Cohering Disaggregation and Uncertainty Quantification for Spatially Misaligned Data

Spatial misalignments arise from data aggregation or attempts to align misaligned data, leading to information loss. We propose a disaggregation framework that combines the finite element method (FEM) with a first-order Taylor approximation via integrated nested Laplace approximation (INLA). In landslide studies, landslide occurrences are often aggregated into counts based on slope units, reducing spatial detail. Our framework examines point pattern and aggregated count models under four covariate field scenarios: \textit{Raster at Full Resolution (RastFull), Raster Aggregation (RastAgg), Polygon Aggregation (PolyAgg), and Point Values (PointVal)}. The first three involve aggregation, while the latter two have incomplete fields.

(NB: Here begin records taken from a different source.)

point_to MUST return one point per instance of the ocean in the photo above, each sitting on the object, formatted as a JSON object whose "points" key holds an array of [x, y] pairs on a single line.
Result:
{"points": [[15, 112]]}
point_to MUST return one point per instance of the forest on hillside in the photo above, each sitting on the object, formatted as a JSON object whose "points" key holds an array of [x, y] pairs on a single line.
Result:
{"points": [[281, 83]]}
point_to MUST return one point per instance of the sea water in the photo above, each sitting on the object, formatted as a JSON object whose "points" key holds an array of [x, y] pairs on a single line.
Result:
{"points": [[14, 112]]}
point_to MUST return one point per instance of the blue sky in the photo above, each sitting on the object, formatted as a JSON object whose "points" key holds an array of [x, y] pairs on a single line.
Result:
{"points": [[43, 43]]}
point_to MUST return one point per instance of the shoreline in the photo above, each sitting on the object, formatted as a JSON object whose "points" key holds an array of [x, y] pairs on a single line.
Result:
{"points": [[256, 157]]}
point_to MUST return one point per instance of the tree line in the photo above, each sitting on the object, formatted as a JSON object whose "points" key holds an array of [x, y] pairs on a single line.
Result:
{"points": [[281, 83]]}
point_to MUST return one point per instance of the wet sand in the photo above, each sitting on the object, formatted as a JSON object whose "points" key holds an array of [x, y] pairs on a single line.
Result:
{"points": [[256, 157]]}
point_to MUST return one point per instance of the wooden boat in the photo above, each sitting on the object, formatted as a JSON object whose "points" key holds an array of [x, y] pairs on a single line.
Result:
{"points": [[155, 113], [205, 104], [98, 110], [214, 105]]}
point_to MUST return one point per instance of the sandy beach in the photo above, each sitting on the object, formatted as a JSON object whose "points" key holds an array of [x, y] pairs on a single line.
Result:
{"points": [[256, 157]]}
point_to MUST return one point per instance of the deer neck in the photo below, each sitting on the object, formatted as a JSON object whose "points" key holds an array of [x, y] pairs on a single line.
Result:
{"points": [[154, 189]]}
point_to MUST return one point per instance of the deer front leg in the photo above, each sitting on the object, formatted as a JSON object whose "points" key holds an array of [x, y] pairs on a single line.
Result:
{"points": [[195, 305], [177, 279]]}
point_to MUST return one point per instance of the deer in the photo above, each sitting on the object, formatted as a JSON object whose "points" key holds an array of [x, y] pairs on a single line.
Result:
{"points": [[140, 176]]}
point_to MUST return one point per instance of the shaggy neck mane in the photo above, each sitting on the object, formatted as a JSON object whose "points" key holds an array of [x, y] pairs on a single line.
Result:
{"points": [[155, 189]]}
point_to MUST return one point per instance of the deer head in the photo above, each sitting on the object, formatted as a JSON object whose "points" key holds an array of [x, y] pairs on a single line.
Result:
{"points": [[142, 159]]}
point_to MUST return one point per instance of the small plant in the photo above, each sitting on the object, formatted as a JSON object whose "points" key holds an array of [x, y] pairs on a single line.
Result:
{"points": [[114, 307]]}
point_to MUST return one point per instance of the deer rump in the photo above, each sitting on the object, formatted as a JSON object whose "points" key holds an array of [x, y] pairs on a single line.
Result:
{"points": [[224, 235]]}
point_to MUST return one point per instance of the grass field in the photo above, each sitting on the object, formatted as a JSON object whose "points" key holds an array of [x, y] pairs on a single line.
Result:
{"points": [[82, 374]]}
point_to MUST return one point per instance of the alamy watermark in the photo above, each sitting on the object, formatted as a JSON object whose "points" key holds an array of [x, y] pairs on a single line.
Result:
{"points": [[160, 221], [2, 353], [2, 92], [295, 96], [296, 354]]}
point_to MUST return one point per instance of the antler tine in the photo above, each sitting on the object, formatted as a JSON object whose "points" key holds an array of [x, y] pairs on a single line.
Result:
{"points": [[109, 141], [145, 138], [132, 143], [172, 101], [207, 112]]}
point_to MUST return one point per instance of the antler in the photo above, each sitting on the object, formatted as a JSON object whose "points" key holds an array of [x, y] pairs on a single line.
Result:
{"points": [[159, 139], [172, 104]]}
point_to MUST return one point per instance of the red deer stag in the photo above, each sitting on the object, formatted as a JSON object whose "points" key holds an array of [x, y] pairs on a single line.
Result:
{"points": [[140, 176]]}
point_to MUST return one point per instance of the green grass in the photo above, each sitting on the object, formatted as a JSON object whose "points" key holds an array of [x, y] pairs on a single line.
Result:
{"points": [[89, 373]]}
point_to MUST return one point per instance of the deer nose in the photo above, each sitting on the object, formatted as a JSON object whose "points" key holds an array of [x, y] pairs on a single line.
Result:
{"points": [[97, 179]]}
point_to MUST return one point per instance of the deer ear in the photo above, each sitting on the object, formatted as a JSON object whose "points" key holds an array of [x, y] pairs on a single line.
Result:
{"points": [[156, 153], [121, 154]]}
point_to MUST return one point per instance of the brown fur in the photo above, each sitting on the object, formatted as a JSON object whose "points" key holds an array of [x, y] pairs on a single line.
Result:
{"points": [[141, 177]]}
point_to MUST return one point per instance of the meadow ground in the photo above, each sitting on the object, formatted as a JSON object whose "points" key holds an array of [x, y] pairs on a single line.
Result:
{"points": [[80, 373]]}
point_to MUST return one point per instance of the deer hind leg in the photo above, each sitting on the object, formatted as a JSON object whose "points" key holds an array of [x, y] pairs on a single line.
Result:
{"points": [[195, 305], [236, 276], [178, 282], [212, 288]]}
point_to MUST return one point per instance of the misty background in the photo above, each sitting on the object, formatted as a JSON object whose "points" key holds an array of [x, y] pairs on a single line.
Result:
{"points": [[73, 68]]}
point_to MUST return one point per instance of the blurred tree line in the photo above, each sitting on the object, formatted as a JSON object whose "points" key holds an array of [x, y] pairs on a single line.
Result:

For these, we estimate the full covariate field using \textit{Value Plugin, Joint Uncertainty, and Uncertainty Plugin} methods, with the latter two accounting for uncertainty propagation and showing superior performance. Even under model misspecification (i.e.\ modelling a nonlinear field as linear), these methods remain more robust. Whenever possible, point pattern observations and full-resolution covariate fields should be prioritized. For incomplete fields, methods incorporating uncertainty propagation are preferred. This framework supports landslide susceptibility and other spatial mapping, integrating seamlessly with R-INLA \ extension packages.